Redd Founder Alden Blease holds one of the company’s energy bars. (photo/Redd)

Redd, the Brunswick-based energy bar company, has raised roughly $2 million in equity capital—approximately $500,000 more than it initially expected to raise.

The investment came from a mix of angel investors and venture capital funds, including two newcomers: Vermont-based FreshTracks Capital and Portland-based CEI Ventures.

I first reported on the company’s financing round back in April when it initially reported to the U.S. Securities and Exchange Commission that it had raised $867,861 out of what was supposed to be a $1.5 million offering.

However, CEO Peter Van Alstine told Maine Startups Insider on Tuesday that investor interest was so robust the company ended up increasing the size of its offering. Van Alstine wouldn’t disclose the exact amount the company raised, but said the round “was more than 30% oversubscribed.” Doing the math, a 30% oversubscribed round on a $1.5 million offering would put the total raise at $1.95 million.

Alden Blease founded Redd while he was in college and looking for a healthy energy bar. He couldn’t find one he liked, so he decided to make his own, eventually selling them out of his backpack to fellow students and local health food stores under the brand name Rawgasms. The company was rebranded in 2014 as Redd—which stands for Research Enhanced Design + Development. Van Alstine joined as CEO in 2016.

The company is competing in a market for food bars that’s estimated to generate roughly $6 billion in sales a year, according to Van Alstine. That market consists of everything from Nature’s Valley granola bars to premium protein and meal-replacement bars. While the market for traditional granola bars may be flat, Van Alstine said the “better-for-you segment” is growing 10% on average a year.

“This is a very crowded category we’re in and breaking out of it is not easy,” Van Alstine said. “We’re focused on delivering energizing, clean, and delicious food.”

West Coast Expansion

Van Alstine said Redd is using the new infusion of capital to fuel expansion into the western part of the United States. He said Redd is poised to begin selling its products in 280 Sprouts locations on the West Coast; 30 Gelson’s, a supermarket chain in southern California; 20 New Seasons Markets, a chain with locations in Oregon and Washington; and more than 100 Whole Foods locations on the West Coast.
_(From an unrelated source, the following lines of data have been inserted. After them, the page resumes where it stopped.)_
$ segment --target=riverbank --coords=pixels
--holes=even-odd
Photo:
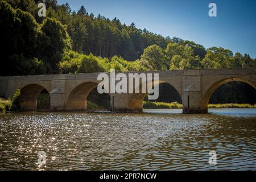
[[[177,102],[172,103],[143,102],[144,109],[182,109],[182,104]],[[210,104],[208,108],[256,108],[256,104]]]
[[[89,110],[104,110],[102,106],[98,106],[97,104],[87,101],[88,109]],[[144,109],[182,109],[182,104],[177,102],[172,103],[167,102],[155,102],[150,101],[143,101]],[[251,105],[249,104],[209,104],[208,108],[256,108],[256,104]],[[11,100],[9,98],[0,98],[0,112],[11,110]]]

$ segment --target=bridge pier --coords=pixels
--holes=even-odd
[[[56,75],[52,81],[52,91],[49,93],[51,110],[65,109],[66,94],[65,88],[66,80],[64,75]]]
[[[201,74],[199,70],[185,70],[182,78],[183,113],[202,113]]]

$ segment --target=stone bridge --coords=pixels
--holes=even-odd
[[[129,73],[123,72],[127,75]],[[212,93],[220,85],[238,81],[256,89],[256,68],[188,69],[151,71],[159,73],[159,82],[167,82],[179,93],[184,113],[205,113]],[[110,74],[110,73],[108,73]],[[20,89],[23,110],[37,109],[37,97],[46,89],[49,93],[51,110],[86,109],[86,98],[101,81],[98,73],[78,73],[0,77],[0,96],[11,97]],[[141,111],[145,94],[109,94],[111,108],[115,111]]]

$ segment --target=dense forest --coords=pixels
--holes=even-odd
[[[40,2],[46,17],[38,15]],[[1,76],[256,67],[247,54],[205,49],[55,0],[0,0],[0,30]]]

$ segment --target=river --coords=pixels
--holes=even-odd
[[[0,169],[256,170],[256,109],[209,111],[0,114]]]

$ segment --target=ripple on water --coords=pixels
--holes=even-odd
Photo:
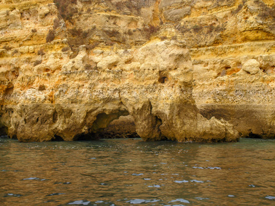
[[[126,201],[126,203],[130,203],[131,204],[141,204],[141,203],[156,203],[158,201],[160,201],[160,200],[157,199],[153,199],[153,200],[133,199]]]
[[[180,203],[190,203],[190,202],[188,200],[185,200],[183,198],[178,198],[174,201],[171,201],[169,203],[175,203],[175,202],[180,202]]]
[[[68,203],[68,205],[87,205],[89,203],[90,203],[90,201],[76,201],[72,203]]]

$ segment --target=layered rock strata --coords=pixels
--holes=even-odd
[[[273,137],[274,8],[2,1],[0,131],[72,140],[131,115],[144,140],[236,140],[223,119],[244,136]]]

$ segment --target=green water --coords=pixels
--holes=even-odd
[[[0,138],[1,205],[275,205],[275,140]]]

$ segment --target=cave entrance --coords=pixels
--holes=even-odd
[[[76,137],[76,140],[96,140],[100,139],[140,138],[135,131],[135,121],[127,111],[119,111],[96,116],[89,133]]]

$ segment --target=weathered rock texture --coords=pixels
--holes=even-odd
[[[272,137],[274,14],[274,1],[1,1],[0,132],[93,138],[130,115],[144,140],[236,141],[223,119]]]

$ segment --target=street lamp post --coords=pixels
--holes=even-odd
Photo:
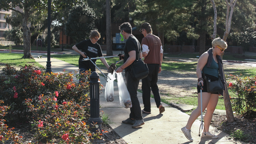
[[[51,64],[51,0],[48,0],[48,14],[47,17],[47,61],[46,62],[47,72],[52,72]]]
[[[64,17],[62,17],[62,18],[61,18],[61,19],[62,20],[62,51],[63,52],[64,51],[63,50],[63,32],[64,32],[63,31],[63,28],[64,27]]]
[[[130,18],[129,18],[129,23],[131,23],[131,21],[132,21],[132,17],[130,17]]]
The company currently sells four flavors of bars, but is preparing to launch a fifth, yet-to-be-announced flavor in the fall, Van Alstine said.

The traction the company has gained in such a competitive market is one reason FreshTracks Capital, which usually focuses its investments on Vermont-based companies, invested in the company, according to T.J. Whalen, FreshTracks’ managing director.

“Given Redd’s on-trend product profile, effective formulations, strong brand, and proven team capabilities, I think Redd can be a real player in the rapidly growing $6+ billion food bar category,” Whalen said in a statement.

Investor Mix

In addition to FreshTracks and CEI Ventures, several other prominent angel investors with significant experience in developing food brands also joined the round, but Van Alstine said he wasn’t at liberty to name them.

“We’d love to disclose them, but they don’t want to be public,” he said. “These are folks who have led and founded high-growth food and beverage companies and then sold them and are now investing in Redd. They’ve been through the journey. They have the scars to prove it and they can help us make fewer mistakes, be more efficient, and make better decisions.”

A number of significant angel investors who participated in Redd’s first financing round, which closed in 2016, also participated in this round, including Dan Nordstrom, former CEO of Nordstrom.com and Seattle-based Outdoor Research Inc.; Scott Elaine Case, co-founder of VMG Partners and now with the Next World Evergreen Fund; Chris Licata, former CEO of Concord, N.H.-based Blake’s All Natural Foods, which ConAgra acquired in 2015; and Tyler Ricks, who has held executive marketing positions at such food brands as Peet’s Coffee, Bear Naked Inc., and Plum Organic.

As a result of the round, Scott Elaine Case has joined the company’s board of directors. She joins Blease; Van Alstine; Pine State Trading President Keith Canning; and Greg Hanson, founder of Skyline Capital, a venture capital firm in Seattle. Nordstrom previously sat on the board, but has moved to an observer seat, according to Van Alstine.

Whipstitch Capital served as Redd’s financial advisor in the transaction. Whipstitch is based in Burlington, Mass., but co-founder Michael Burgmaier is based in Yarmouth and used to be a principal at CEI Community Ventures in Portland.